Meyer insiste, al contrario, sull’irriducibile negatività della natura umana, come dimostra anche la forma circolare del romanzo stesso. Nessun progresso nella storia dei McCullough, nessun progresso nella storia americana di cui sono il simbolo. Non a caso, allora, il libro porta in epigrafe e omaggia in un passaggio chiave uno dei testi chiave del pessimismo storico e conservatore: Storia della decadenza e caduta dell’impero romano di Edward Gibbon. Come in quest’ultimo, il pessimismo antropologico si associa nel libro di Meyer a un’idea di decadenza: se la barbarie e la violenza segnano l’intera saga, tra i Comanche la ferocia è come riscattata, sembra dirci l’autore, dalla nobiltà e dalla libertà della vita indigena, che colora di nostalgia i ricordi di prigionia del colonnello; ma già nella seconda e terza generazione, quando i pionieri bianchi si fanno rancheri e petrolieri, la nobiltà è distrutta dal desiderio di guadagno. E così come i barbari ma nobili Comanche lasciano il posto ai ben meno nobili petrolieri texani, questi ultimi devono lasciare il posto ai nuovi barbari, i narcotrafficanti, presso i quali sembra profilarsi il destino dell’ultimo discendente. In questa genealogia dell’individualismo possessivo e violento, i narcos sono i degni successori dei capitalisti texani. La ricchezza degli uni e degli altri ha le stesse cause e le stesse radici nell’espropriazione violenta.

È un’epica della decadenza, quella di Meyer. Il suo è un libro epico, che ambisce a essere un’opera-mondo, nel significato che Franco Moretti ha dato al termine: un tentativo di rappresentare la realtà globale attraverso la costruzione di un mondo letterario.
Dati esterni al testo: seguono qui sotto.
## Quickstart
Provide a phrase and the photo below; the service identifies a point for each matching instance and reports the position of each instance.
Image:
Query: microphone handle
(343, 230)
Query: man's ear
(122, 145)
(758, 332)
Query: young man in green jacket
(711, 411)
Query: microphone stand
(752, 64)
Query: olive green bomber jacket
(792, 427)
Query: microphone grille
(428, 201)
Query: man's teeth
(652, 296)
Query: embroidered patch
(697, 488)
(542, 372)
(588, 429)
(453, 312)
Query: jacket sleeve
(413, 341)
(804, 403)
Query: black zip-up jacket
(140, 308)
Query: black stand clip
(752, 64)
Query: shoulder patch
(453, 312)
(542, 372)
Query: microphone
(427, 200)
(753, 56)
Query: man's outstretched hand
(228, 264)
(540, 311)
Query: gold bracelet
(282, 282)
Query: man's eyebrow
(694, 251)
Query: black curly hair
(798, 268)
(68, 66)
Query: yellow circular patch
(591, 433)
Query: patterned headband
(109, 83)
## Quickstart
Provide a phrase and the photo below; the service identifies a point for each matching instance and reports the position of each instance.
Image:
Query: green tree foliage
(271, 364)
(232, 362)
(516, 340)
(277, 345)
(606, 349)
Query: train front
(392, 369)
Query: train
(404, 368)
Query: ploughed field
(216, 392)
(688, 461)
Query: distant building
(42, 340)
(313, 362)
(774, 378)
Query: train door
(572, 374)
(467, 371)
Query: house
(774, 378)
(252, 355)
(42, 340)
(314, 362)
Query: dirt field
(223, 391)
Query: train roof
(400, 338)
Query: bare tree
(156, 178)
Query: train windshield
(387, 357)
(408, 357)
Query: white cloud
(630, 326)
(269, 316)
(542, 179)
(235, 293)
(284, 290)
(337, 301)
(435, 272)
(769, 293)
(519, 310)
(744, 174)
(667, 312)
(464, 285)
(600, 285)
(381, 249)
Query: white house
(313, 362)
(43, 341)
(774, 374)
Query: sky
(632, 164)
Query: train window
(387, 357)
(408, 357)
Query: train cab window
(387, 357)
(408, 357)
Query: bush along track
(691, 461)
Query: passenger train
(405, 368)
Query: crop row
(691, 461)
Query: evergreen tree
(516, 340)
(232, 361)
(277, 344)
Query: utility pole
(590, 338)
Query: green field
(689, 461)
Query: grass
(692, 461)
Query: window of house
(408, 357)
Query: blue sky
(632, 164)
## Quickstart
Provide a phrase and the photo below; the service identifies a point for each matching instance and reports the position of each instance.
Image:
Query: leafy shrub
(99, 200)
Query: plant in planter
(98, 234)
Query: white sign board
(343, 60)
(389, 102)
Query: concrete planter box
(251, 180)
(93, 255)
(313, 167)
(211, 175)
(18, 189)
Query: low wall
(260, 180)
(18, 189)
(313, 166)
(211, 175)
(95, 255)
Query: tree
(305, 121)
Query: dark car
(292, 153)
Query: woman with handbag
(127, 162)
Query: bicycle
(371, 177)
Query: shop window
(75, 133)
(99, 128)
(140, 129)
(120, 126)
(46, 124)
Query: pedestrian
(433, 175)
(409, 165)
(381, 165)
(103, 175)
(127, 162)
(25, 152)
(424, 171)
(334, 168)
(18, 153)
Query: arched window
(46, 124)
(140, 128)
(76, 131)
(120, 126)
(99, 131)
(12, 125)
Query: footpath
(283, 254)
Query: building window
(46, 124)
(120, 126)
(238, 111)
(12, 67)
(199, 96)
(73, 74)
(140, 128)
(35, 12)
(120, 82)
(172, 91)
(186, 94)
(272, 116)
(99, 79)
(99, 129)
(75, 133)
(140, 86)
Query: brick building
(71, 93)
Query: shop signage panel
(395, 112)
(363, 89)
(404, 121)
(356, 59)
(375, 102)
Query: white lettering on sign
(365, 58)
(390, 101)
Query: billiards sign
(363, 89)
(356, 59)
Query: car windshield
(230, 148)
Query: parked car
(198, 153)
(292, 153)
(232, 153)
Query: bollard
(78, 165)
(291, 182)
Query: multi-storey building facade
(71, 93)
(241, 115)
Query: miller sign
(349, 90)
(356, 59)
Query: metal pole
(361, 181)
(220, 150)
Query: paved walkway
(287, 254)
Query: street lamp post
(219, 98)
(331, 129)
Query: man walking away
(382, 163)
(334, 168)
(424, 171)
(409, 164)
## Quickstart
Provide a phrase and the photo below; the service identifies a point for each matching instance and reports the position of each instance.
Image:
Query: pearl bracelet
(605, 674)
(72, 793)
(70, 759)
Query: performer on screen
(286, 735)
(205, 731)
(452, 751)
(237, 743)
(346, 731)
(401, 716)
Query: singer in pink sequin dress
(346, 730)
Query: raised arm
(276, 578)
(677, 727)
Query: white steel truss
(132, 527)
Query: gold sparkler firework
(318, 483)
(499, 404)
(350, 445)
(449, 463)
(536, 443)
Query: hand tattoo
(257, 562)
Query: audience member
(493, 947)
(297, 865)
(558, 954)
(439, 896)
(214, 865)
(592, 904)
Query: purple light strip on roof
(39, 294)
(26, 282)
Il che rafforza l’affinità, riscontrabile a più livelli, tra Il figlio e quello che per Moretti è l’ultima grande prova di opera-mondo: Cent’anni di solitudine. Affinità formali e di contenuto, superficiali e profonde legano i due libri: se il titolo di colonnello che associa Eli McCullough ad Aureliano Buendia è forse solo un omaggio, una più profonda affinità si trova nella dimensione dinastica della vicenda, svolta su più generazioni (che ovviamente richiama l’archetipo del genere: I Buddenbrook). Affine è poi la struttura temporale dei due romanzi, imbastiti di piani temporali diversi grazie all’uso insistito dei flashback. Tracce sparse di “realismo magico” – dall’iniziale profezia sui cento anni (un caso?) di vita del colonnello al realizzarsi delle maledizioni pronunciate da Garcia – rafforzano l’ipotesi di un’ispirazione da parte di Marquez.

Entrambi i romanzi potrebbero portare in epigrafe le parole di Walter Benjamin: «Ogni documento di civiltà è allo stesso tempo un documento di barbarie». Un’affermazione che Meyer sottoscriverebbe in piena coscienza, come mostra questa imperfetta ma grandiosa narrazione dell’ascesa e della caduta della civiltà americana.